Personal information
- Born: 8 September 1995 (age 30)
- Height: 1.87 m (6 ft 2 in)
- Weight: 90 kg (198 lb)

Sport
- Country: Germany
- Sport: Bobsleigh
- Event: Four-man

Medal record
Men's bobsleigh
Representing Germany
European Championships
| Gold medal – first place | 2026 St. Moritz | Four-man |
| Silver medal – second place | 2024 Igls | Four-man |

= Joshua Tasche =

German bobsledder (born 1995)

Joshua Tasche (born 8 September 1995) is a German bobsledder. He represented Germany at the 2026 Winter Olympics.

==Career==
In December 2023, Tasche represented Germany at the IBSF European Championships 2024 and won a silver medal in the four-man event, along with Johannes Lochner, Erec Bruckert and Georg Fleischhauer. He then competed at the IBSF World Championships 2024 and finished in fourth place in the four-man event.

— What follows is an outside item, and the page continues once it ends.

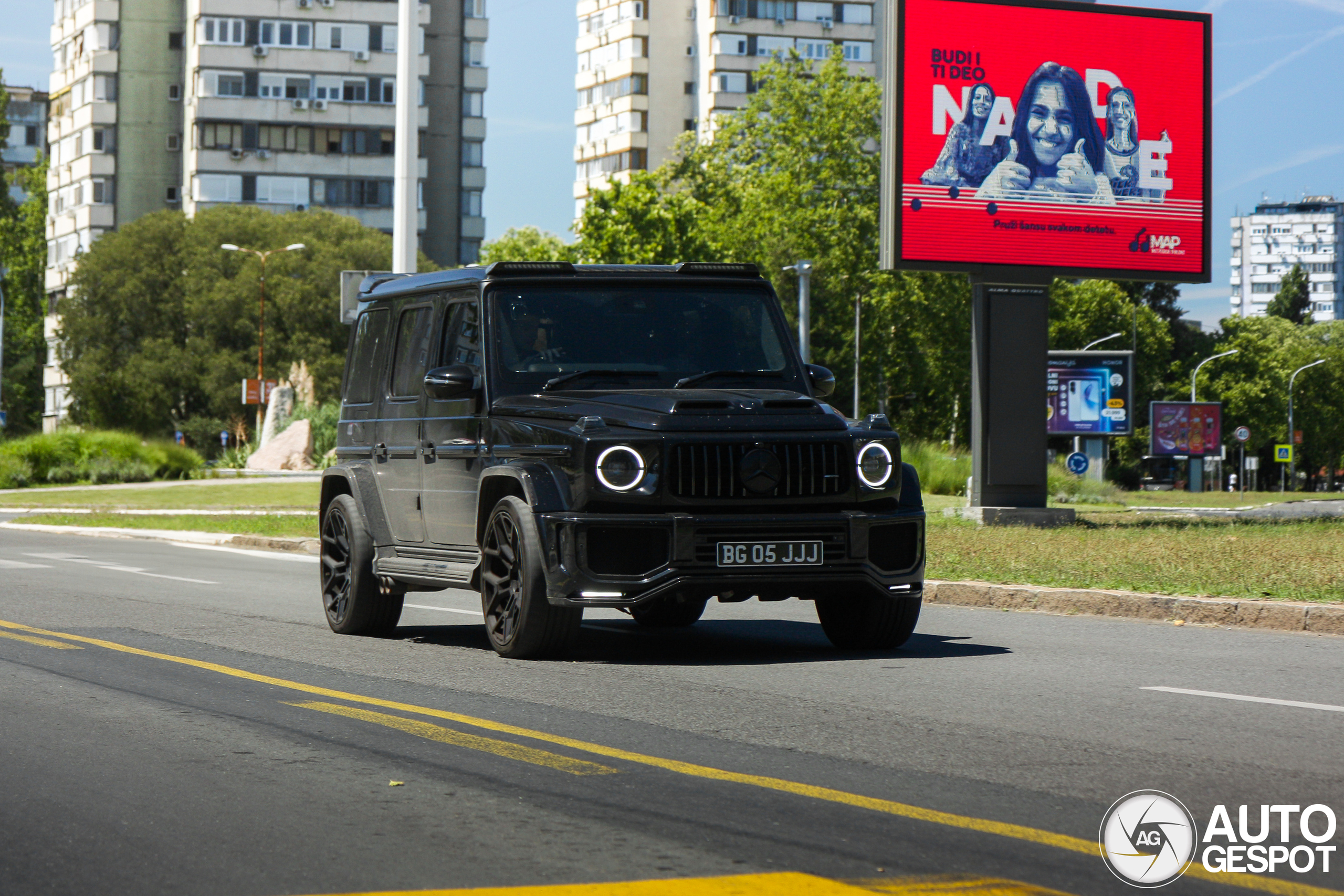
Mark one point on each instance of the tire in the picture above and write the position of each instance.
(869, 624)
(351, 594)
(519, 621)
(667, 613)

He again competed at the IBSF European Championships 2026 and won a gold medal in the four-man event, along with Adam Ammour, Issam Ammour and Alexander Schaller. During their second race run, they set a St. Moritz-Celerina Olympic Bobrun track record with a time of 1:04.47.

He represented Germany at the 2026 Winter Olympics in the four-man event and finished in fourth place with a time of 3:38.68.